Quanto à produção de massa seca, obtiveram destaque os dois consórcios, aveia branca, centeio e nabo (Tabela 1), enquanto a ervilhaca foi a espécie de menor produção. Sendo assim, observa-se que o nabo foi capaz de liberar maior quantidade de água durante a secagem, se igualando estatisticamente aos tratamentos de consórcio, aveia e centeio quanto à massa seca. Ainda, destaca-se que a ervilhaca, mesmo com menor produção de massa seca, é capaz de fixar N da atmosfera através da simbiose com bactérias (FABIAN et al., 2016).
Já comparando os sistemas de manejo do solo, observou-se maior produção de massa seca em Sistema Plantio Direto, diferindo dos resultados de Suzuky e Alves (2006), que observaram maior valor em Sistema Convencional.
Levado em conta a precipitação ao longo do tempo de decomposição, observou-se valores abaixo do esperado para o período, influenciando na decomposição das plantas de cobertura. Ribeiro et al. (2014), trazem que são influentes na decomposição de restos culturais a precipitação pluvial, umidade e temperatura do solo e temperatura ar.
Ademais, para a decomposição das plantas de cobertura, de acordo com os sistemas de manejo do solo e ao longo do tempo, são apresentadas as equações de regressão Figura 1. A taxa de decomposição dos restos culturais depositados sobre o solo, de acordo com Nunes et al. (2010), está principalmente relacionada à relação carbono/nitrogênio (C/N) do tecido, por isso espécies não gramíneas possuem maior decomposição, quando comparadas com gramíneas.
A decomposição de aveia branca (Figura 1A) apresenta comportamento quadrático em ambos sistemas. Em SPD a redução de massa seca chegou a um percentual de mais de 45% aos 140 dias de decomposição. Crusciol et al. (2008), ao avaliarem a decomposição de aveia preta (Avena strigosa), observam que após 53 dias a cobertura já se decompôs 66%.
O centeio (Figura 1B), apresentou redução linear de massa seca, independente do sistema. Em média, eram decompostos, a cada 10 dias, 264,5 kg/ha, correspondentes a aproximadamente 3% do total de massa seca produzido. Doneda et al. (2012), trazem os primeiros 21 dias como os de maior decomposição (de até 28%), diferindo do presente trabalho, devido às condições climáticas desfavoráveis aos mecanismos responsáveis pelo processo.

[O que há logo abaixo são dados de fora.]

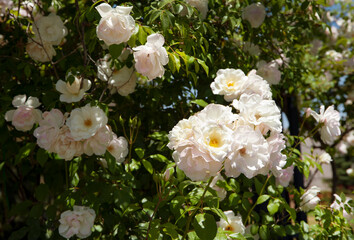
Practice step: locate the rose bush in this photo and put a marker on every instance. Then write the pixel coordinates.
(208, 136)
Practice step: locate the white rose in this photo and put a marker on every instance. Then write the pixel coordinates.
(195, 162)
(182, 131)
(233, 224)
(220, 191)
(25, 116)
(262, 113)
(48, 129)
(104, 70)
(98, 143)
(269, 71)
(277, 161)
(251, 48)
(118, 147)
(214, 139)
(72, 92)
(340, 205)
(65, 146)
(330, 118)
(116, 25)
(216, 114)
(325, 158)
(201, 5)
(258, 85)
(254, 14)
(230, 83)
(309, 199)
(50, 29)
(124, 80)
(249, 153)
(77, 222)
(151, 57)
(84, 122)
(40, 53)
(334, 55)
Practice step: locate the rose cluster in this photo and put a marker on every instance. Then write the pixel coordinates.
(248, 142)
(77, 222)
(117, 26)
(85, 131)
(49, 30)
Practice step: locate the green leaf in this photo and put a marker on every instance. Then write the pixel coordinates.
(273, 207)
(142, 35)
(200, 102)
(160, 158)
(140, 152)
(41, 192)
(115, 50)
(42, 156)
(205, 67)
(148, 166)
(24, 152)
(205, 226)
(165, 21)
(19, 234)
(262, 199)
(279, 230)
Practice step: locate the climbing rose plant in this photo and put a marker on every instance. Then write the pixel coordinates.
(174, 119)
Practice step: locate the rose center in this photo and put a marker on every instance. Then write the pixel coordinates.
(243, 151)
(229, 228)
(110, 148)
(214, 142)
(230, 84)
(88, 122)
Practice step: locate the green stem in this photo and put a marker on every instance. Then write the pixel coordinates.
(66, 175)
(196, 209)
(254, 205)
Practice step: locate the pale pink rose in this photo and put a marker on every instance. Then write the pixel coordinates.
(249, 153)
(84, 122)
(233, 224)
(277, 160)
(5, 5)
(151, 57)
(78, 222)
(251, 48)
(38, 52)
(201, 5)
(98, 143)
(118, 147)
(258, 85)
(49, 128)
(220, 191)
(50, 29)
(195, 161)
(325, 158)
(65, 146)
(116, 25)
(73, 92)
(254, 14)
(285, 176)
(330, 118)
(309, 199)
(340, 207)
(262, 113)
(25, 116)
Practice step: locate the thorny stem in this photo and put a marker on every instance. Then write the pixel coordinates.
(254, 205)
(196, 209)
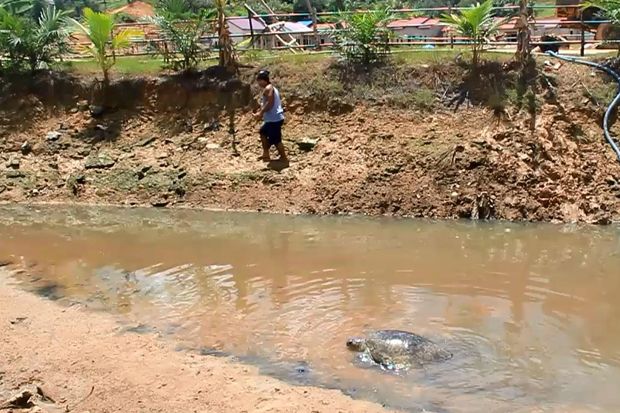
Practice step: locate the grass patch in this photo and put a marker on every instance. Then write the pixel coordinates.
(545, 13)
(124, 66)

Para a cobertura de nabo (Figura 1C), os sistemas apresentaram um decomposição linear ao longo do tempo, sendo mais acentuada em SPD (304 kg/ha a cada 10 dias, ou 2,95%) se comparado ao sistema convencional (215 kg/ha a cada 10 dias, correspondente a 2,59%). Medrado et al. (2011) constataram uma decomposição de 9% de nabo em um mês.

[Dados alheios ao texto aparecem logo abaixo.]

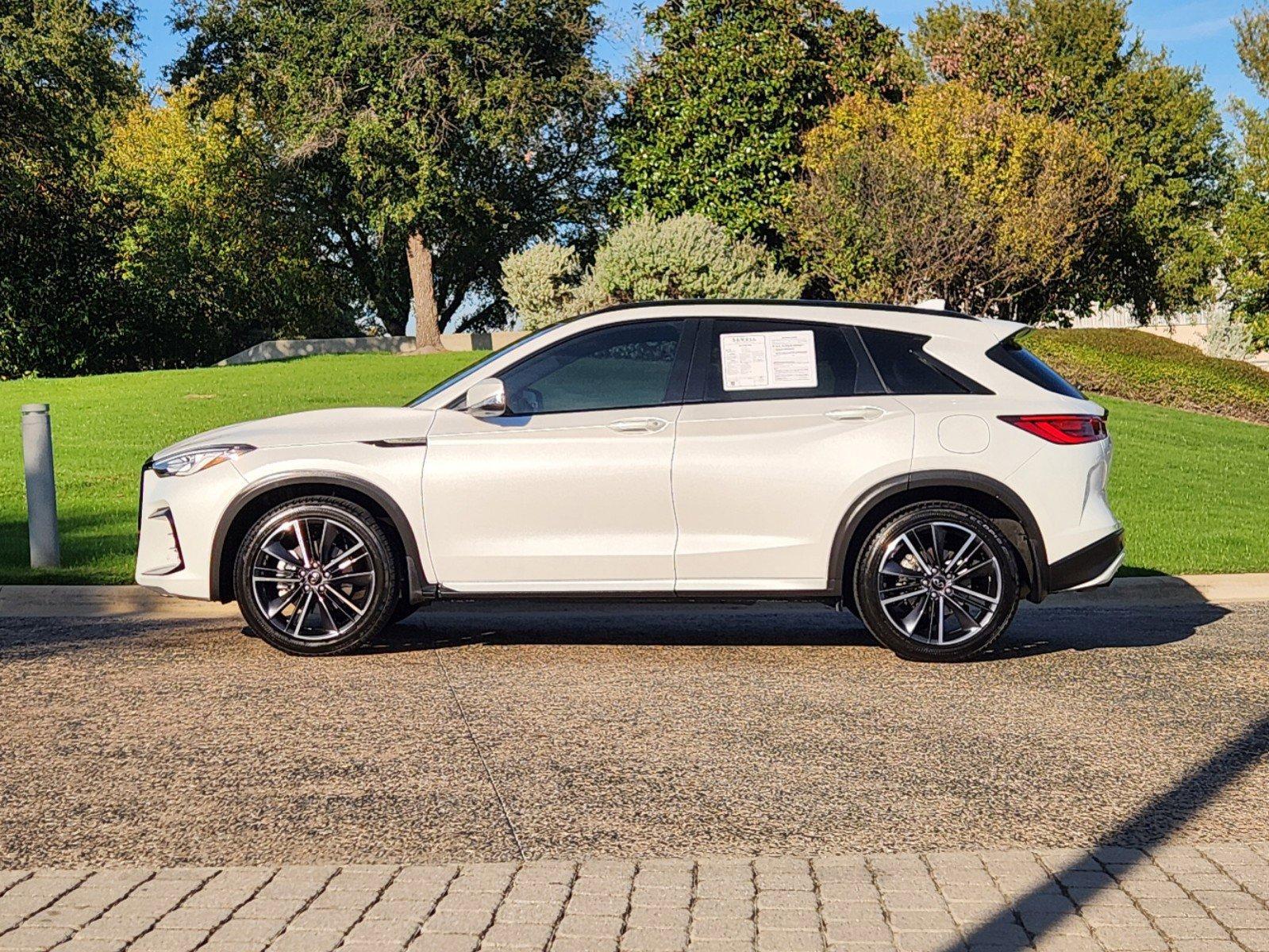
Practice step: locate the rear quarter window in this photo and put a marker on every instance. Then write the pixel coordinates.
(905, 368)
(1014, 357)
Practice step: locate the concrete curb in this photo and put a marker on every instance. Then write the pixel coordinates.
(135, 603)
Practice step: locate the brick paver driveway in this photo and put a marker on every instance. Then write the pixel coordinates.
(1110, 900)
(589, 733)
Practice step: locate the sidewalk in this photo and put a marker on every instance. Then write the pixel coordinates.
(1206, 899)
(139, 603)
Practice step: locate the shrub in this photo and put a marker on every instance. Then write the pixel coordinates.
(688, 257)
(1228, 336)
(540, 282)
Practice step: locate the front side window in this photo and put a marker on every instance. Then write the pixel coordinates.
(608, 368)
(753, 359)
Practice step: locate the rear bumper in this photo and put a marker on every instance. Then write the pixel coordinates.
(1090, 566)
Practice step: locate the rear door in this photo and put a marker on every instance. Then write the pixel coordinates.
(784, 425)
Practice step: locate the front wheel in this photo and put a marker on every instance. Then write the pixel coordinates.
(316, 577)
(936, 582)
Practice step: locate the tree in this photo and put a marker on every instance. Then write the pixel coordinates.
(65, 73)
(1158, 124)
(1247, 217)
(451, 133)
(642, 260)
(951, 194)
(218, 249)
(712, 124)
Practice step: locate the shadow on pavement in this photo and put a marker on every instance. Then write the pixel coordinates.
(1034, 632)
(1122, 846)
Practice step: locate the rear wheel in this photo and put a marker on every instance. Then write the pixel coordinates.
(936, 582)
(316, 577)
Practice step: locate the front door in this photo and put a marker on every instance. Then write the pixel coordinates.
(784, 427)
(570, 489)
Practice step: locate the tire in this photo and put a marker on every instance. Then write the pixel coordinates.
(936, 582)
(282, 570)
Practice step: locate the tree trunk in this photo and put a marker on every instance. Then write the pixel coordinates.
(427, 325)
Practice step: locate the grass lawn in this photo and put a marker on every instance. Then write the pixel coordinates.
(1132, 365)
(1190, 488)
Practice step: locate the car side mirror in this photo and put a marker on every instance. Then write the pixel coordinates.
(486, 397)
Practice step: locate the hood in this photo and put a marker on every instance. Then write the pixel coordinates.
(348, 424)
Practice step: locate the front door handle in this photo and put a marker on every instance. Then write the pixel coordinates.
(856, 413)
(641, 424)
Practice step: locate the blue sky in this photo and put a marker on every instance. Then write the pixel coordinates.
(1196, 32)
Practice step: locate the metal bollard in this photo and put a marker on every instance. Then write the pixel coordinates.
(37, 454)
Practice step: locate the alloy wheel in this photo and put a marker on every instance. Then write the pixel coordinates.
(940, 583)
(313, 578)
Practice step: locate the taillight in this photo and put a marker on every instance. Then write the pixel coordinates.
(1063, 428)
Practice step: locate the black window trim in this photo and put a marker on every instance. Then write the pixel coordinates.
(674, 387)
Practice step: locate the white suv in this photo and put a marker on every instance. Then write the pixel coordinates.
(917, 467)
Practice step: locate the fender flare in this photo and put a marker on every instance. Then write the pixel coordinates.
(254, 490)
(925, 479)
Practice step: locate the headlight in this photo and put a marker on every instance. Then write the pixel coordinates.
(197, 460)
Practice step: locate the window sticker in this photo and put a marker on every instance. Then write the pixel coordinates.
(777, 359)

A ervilhaca (Figura 1D), apresentou decomposição linear para ambos os sistemas, de forma mais acentuada em SPD (249 kg/ha a cada 10 dias - 3,44%). Já em Sistema Convencional, a decomposição a cada 10 dias é de 1,77% (124 kg/ha). Aita e Giacomini (2003) trazem que a proporção do N presente no compartimento mais facilmente mineralizável foi cerca de 3,4 vezes maior na ervilhaca em relação ao nabo, tornando a cobertura vantajosa se consorciada com gramíneas.
Para o consórcio entre aveia, centeio e nabo (Figura 1E), o SPD apresentou a decomposição de resíduos mais acentuada, igual a 3,63% a cada 10 dias, sendo que o SC decompôs, nesse mesmo período, 2,62%. Wamser et al. (2006) trazem que o uso de consórcios entre gramíneas, ervilhaca e nabo constitui-se uma alternativa para a produção de elevada quantidade de fitomassa e rápida mineralização do N.
Já o consórcio de aveia, centeio e ervilhaca obteve decomposição linear independente do sistema (Figura 1F), onde em média, são decompostos 260 kg/ha a cada 10 dias, que correspondem a 2,58% do total de massa seca produzido. Aita e Giacomini (2003), em seu trabalho comparando ervilhaca pura e consorciada com aveia, concluíram que com o consórcio reduziu a decomposição.
Considerações finais
A produção de massa seca das plantas de cobertura, em média, foi maior no Sistema Plantio Direto, que apresentou maior decomposição, podendo ser associada aos dados climáticos (baixa precipitação e temperaturas elevadas), que foram desfavoráveis aos mecanismos e microrganismos responsáveis por este processo.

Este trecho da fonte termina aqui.